Re: files or database for solid pods [Was: Towards Solid Lite] from Aron Homberg on 2023-11-01 (public-solid@w3.org from November 2023)

From: Aron Homberg <info@aron-homberg.de>
Date: Wed, 1 Nov 2023 06:51:07 +0100 (CET)
To: Melvin Carvalho <melvincarvalho@gmail.com>, Kingsley Idehen <kidehen@openlinksw.com>
Cc: public-solid@w3.org
Message-ID: <1019880248.48257.1698817867780@office.mailbox.org>
Dear Community,

after following this conversation for a few days, a few opinions and thoughts from my side.

=> On the filesystem vs. database debate:

Following the conversation here, I understand that one initial idea was to have the spec also  defining "how a server manages its data". I would strongly recommend to leave this whole topic  out of the spec, as I consider this an implementation detail.
 
How data is optimally loaded / saved / processed internally in "the most simple/optimal way"  depends on a lot on factors that would only remotely, if ever, generalizable.

I'd suggest to clarify that:
(a) "What protocol servers speak"
(b) "How the data sent/received is shaped"
....would be defined by the Solid Lite spec as they have a huge impact on inter-operability.

But:
(c) "How the data sent/received while speaking is stored"
....would not, because trying to answer the question: "What is the easiest way to implement the storage layer of a Solid Lite server" would always result in as many answers as there is time, developers and use-cases.

Of course, the spec could suggest "filesystem" as a possibly easy solution for developers to implement the storage layer, and it can be a great answer for many use-cases but to give you a simple example, it would complicate things for the way I plan to implement a Solid Lite server.

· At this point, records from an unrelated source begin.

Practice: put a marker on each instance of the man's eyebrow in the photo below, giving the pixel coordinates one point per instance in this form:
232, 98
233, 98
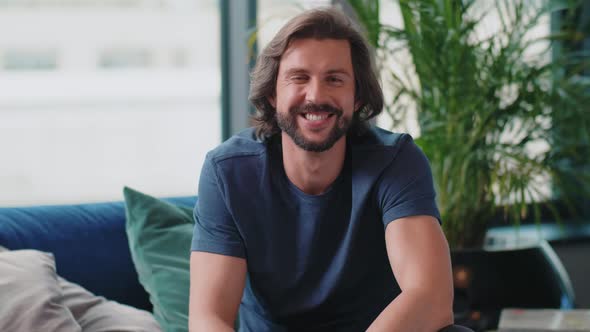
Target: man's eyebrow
295, 71
299, 71
338, 71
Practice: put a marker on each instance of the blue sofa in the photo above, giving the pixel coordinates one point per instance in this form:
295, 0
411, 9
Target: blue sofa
88, 241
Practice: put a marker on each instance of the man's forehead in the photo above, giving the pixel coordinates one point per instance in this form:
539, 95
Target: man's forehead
332, 55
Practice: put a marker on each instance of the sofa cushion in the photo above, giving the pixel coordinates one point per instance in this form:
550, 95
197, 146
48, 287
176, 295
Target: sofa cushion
89, 243
97, 314
30, 294
160, 236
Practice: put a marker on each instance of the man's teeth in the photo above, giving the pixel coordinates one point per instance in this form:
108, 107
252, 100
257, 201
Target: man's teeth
315, 117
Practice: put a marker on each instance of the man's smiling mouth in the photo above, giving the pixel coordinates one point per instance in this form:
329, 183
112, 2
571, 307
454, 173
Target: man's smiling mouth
317, 116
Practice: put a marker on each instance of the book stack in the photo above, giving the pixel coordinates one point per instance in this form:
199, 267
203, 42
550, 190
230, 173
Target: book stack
544, 320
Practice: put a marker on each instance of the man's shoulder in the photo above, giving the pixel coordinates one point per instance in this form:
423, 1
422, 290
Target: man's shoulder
243, 144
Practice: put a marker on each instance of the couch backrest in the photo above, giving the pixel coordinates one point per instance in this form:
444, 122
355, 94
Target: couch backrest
89, 243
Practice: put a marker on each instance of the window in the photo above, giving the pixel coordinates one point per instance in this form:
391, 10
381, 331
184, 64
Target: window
132, 98
15, 59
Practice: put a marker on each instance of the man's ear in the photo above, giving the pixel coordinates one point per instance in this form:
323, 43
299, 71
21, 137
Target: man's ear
272, 101
357, 105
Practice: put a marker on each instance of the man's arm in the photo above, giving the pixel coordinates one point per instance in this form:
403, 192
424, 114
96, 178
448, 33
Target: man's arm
217, 284
420, 259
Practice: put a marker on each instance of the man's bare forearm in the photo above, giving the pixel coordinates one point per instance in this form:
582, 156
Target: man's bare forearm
209, 323
414, 311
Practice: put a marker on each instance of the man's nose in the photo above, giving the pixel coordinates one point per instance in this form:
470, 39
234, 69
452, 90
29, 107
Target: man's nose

In modern "serverless" environments, you don't even mount a filesystem anymore. You work in-memory and store with any kind of SaaS-based storage layer.. Many people deploy to hosters like Vercel, Netlify, Cloudflare etc. these days. If you host on the edge, you probably use some simple KeyValue storage API or a NoSQL database API. For large files, you use a storage bucket API connected to a CDN. 
 
If Solid Lite would be opinionated about how a server implements it's storage layer, everyone trying to build a "serverless" solution, would have to come up with a filesystem abstraction layer to comply with the spec.
 
And this is only one concern. What if the future lies within some sort of federated cloud storage based that we can't even imagine today? How could implementation details like that ever be well-tested?

=> On a) "What protocol servers speak"

I'd vote for "LDP without RDF", having only LDP-BC (BasicContainer) support..

With that we already essentially have a "simple filesystem/container storage interface for the web" and it's easy to implement.

On b) "How the data sent/received is shaped"

Concerning classes of errors and fear of "bug potential"... the elephant in the room probably is: "Data shape incompatibilities". When schema is not validated and different servers, support different data shapes, things will get wild quickly in federation. This is why I think, data compatibility in Solid Lite should be solved by enforcing schemas and validation, even if it adds a bit of complexity.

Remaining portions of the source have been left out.